LG Display Reports Q3 Losses On LCD Price Declines and POLED Investments
LG Display recorded KRW 5,822 billion in revenues in the third quarter of 2019, a quarter-on-quarter increase of 9% from KRW 5,353 billion, driven by increased sales of mobile panels as the company’s business in Plastic OLED (POLED) with higher prices per square meter has started in earnest.
The company also registered KRW 437 billion in operating loss in the third quarter, compared with the previous quarter’s operating loss of KRW 369 billion, as LCD TV panel prices declined steeper than market expectations, the company reduced the utilization rate of its LCD TV panel production lines, and the depreciation cost of the company’s new POLED plant increased.
Panels for TVs accounted for 32% of the company's revenue in the third quarter of 2019, 9% down from the previous quarter due to the reduced utilization rate of LCD TV panel plants, while those for mobile devices accounted for 28%, 9% up quarter-on-quarter, driven by an increase in POLED sales. Panels for tablets and notebook PCs accounted for 21% and desktop monitors for 18% respectively.

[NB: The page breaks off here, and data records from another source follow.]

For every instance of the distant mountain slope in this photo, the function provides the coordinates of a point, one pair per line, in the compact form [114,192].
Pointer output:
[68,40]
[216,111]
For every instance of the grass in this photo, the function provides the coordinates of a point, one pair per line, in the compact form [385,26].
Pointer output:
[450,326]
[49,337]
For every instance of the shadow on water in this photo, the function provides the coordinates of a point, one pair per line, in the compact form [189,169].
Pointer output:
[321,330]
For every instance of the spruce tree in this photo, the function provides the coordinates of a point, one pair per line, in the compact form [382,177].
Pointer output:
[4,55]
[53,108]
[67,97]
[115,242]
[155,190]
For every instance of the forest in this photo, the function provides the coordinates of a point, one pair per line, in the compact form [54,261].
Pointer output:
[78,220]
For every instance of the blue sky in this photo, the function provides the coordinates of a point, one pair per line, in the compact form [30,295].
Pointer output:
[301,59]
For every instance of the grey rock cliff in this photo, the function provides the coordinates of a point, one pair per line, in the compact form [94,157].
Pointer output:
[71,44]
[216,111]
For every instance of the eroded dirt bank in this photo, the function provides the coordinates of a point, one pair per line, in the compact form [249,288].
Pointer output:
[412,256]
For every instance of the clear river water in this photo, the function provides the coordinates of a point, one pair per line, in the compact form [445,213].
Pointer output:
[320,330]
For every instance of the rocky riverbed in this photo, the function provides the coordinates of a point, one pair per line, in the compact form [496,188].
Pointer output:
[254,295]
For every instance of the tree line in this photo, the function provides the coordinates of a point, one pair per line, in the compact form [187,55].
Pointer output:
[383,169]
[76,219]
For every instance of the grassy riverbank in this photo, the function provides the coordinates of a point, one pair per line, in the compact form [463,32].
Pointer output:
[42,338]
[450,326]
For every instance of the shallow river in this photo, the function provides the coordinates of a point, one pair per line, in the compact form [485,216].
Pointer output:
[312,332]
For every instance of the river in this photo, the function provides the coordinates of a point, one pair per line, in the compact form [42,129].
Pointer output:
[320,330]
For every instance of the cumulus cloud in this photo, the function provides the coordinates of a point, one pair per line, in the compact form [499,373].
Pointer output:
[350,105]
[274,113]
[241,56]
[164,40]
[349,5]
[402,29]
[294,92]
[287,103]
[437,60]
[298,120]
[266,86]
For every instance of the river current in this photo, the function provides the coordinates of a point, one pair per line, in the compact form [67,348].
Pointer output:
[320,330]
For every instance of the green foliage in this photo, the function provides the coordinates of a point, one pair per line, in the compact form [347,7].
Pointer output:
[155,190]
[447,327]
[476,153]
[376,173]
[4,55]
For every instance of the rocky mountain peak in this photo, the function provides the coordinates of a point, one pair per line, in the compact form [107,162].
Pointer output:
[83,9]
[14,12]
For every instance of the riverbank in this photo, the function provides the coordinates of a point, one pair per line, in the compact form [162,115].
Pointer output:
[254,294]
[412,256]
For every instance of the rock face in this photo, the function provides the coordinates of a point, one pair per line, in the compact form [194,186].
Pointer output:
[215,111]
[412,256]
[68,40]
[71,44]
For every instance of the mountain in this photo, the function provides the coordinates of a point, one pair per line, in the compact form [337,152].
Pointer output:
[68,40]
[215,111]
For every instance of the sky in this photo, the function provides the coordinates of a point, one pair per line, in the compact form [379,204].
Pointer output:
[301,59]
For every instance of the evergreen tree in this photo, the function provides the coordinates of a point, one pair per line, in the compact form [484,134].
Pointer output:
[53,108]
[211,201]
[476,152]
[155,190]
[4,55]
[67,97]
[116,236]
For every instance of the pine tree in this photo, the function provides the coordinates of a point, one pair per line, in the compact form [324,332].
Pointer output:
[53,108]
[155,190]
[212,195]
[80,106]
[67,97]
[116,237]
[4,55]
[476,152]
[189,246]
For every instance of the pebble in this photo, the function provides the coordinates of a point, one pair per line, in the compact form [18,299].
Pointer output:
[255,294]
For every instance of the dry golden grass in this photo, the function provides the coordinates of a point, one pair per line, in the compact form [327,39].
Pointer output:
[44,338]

“LG Display has been innovating its business structure in order to further strengthen the company’s fundamental and differentiated competitiveness,” said Dong-hee Suh, CFO and Senior Vice President of LG Display. “We will make efforts to find ways to strengthen our competitiveness in the LCD panel business from a long-term perspective by downsizing LCD TV panel production lines. We will further strengthen our capability in the areas of IT, Commercial, and Automotive displays where LG Display will be able to develop differentiated LCD products.”
He added, “We will step up our efforts to accelerate the trend for large-size OLED displays by highlighting their premium value and continue to maintain efforts to stabilize the POLED business. LG Display will try to wrap up the structural improvement of its LCD business as soon as possible and will communicate with the market by setting up a long-term vision focusing on technologies and products that can provide differentiated value.”
This is LG Display's first operating loss for a third quarter in eight years.
LG Display makes LCD and OLED displays for both smartphones and TVs. The company's OLED panels were also adopted for Apple's latest iPhone models, but at less than a tenth the scale of what Samsung supplies.
However, increased Chinese production of liquid crystal display panels for TVs has put downward pressure on LCD prices, driving Taiwanese and Japanese suppliers out of the race to add capacity.
BOE Technology Group, China Star Optoelectronics Technology and other Chinese panel makers have built new factories with government backing. In about four years, China has outstripped Japan, Taiwan and South Korea in terms of LCD production capacity.
Japan Display, the world's largest smartphone LCD maker that is struggling to secure a bailout, and Taiwan's AU Optronics, a major supplier of TV panels, have already bowed out of the race to increase production.
LG Display and South Korean peer Samsung Electronics are the only companies left to challenge Chinese rivals. Samsung is using its cash to invest $11 billion in next-generation quantum-dot displays, which are based on organic light-emitting diode technology.
On the other hand, LG Display raised only around 800 billion won in August in an effort to finance expanded OLED production.